Why it matters: The lack of an airport connection to the region's Trolley system has confused and frustrated residents for years, but an emerging consensus on how to do it ran into a significant delay earlier this year and is now at risk of falling apart completely.
Driving the news: A Port of San Diego official told the agency's board not to delay plans for a new agency headquarters over a once-favored proposal that called for doing so while building a transit station on port property near the airport with an automated people mover connected to the terminals, as the Union-Tribune reported.
- Leadership changes at the San Diego Association of Government, which is in charge of planning and building regional transportation projects, mean the agency has "gone back to the drawing board," the official said.
Catch up quick: A year ago, SANDAG formally shifted its focus instead to simply extending the Trolley to the airport from downtown's Santa Fe Depot.
The intrigue: A more revealing comment on skepticism facing the project appeared in a weekly Union-Tribune feature that poses the same question to a panel of local economists. Last week, they were asked whether the airport will ever get a light rail link.
- Ray Major, SANDAG's former chief economist and deputy CEO until he was fired by the new CEO in July, said any airport connection — either extending the Trolley or building a people mover — is too expensive and doesn't measure up to other regional priorities.
- "The project is extremely complex and unlikely to be built in the foreseeable future," Major said.
State of play: Meanwhile, voters are preparing to weigh in on Measure G, a half cent sales tax increase for regional transportation projects that has made a rail connection to the airport a central piece of its campaign.
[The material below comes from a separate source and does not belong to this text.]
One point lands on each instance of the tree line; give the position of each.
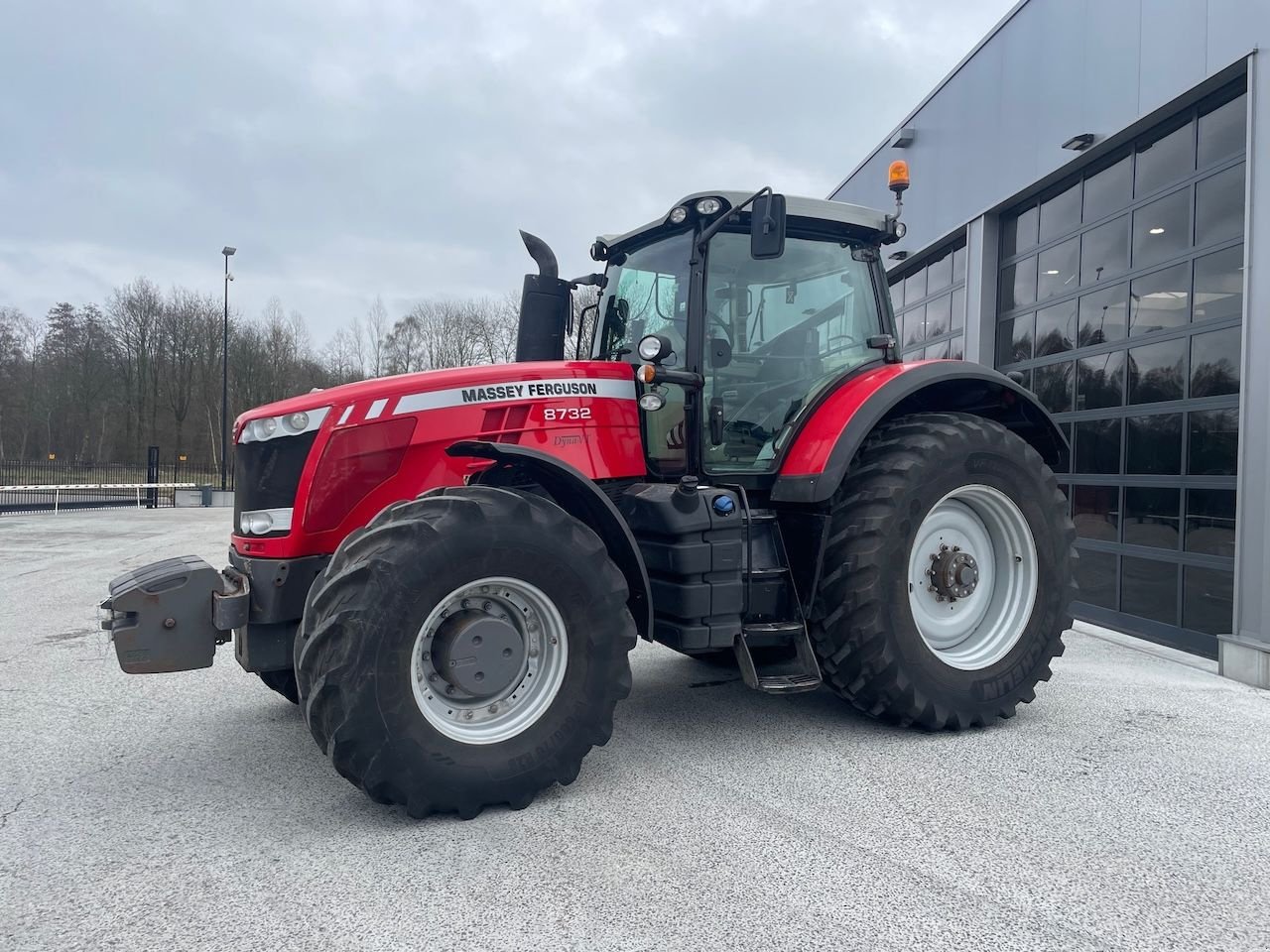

- It's the only specific project on the measure's homepage, listed alongside general priorities like "rapid routes from job centers to communities" and "street repairs in every community."
What they're saying: "Residents throughout the San Diego region clearly want an easy transit connection to the airport, similar to what we see in most major cities," said Gretchen Newsom, a spokesperson for the measure.
- "Measure G helps fund this as a priority project and we're counting on regional planners and community leaders to make this a reality."
How it works: Measure G was put on the ballot through a citizens initiative, sponsored by local labor unions and infrastructure-building companies.
- If passed the money it raises would go to SANDAG and fund projects planned and approved by its board, composed of elected officials from around the county.
The other side: SANDAG maintains that it is sticking to a timeline laid out earlier this year that calls for narrowing a list of potential connections and reviewing their environmental impacts by the end of 2026.
- "We are still very much committed to this project, and to the schedule we communicated to the board," said Antoinette Meier, SANDAG's senior director of regional planning.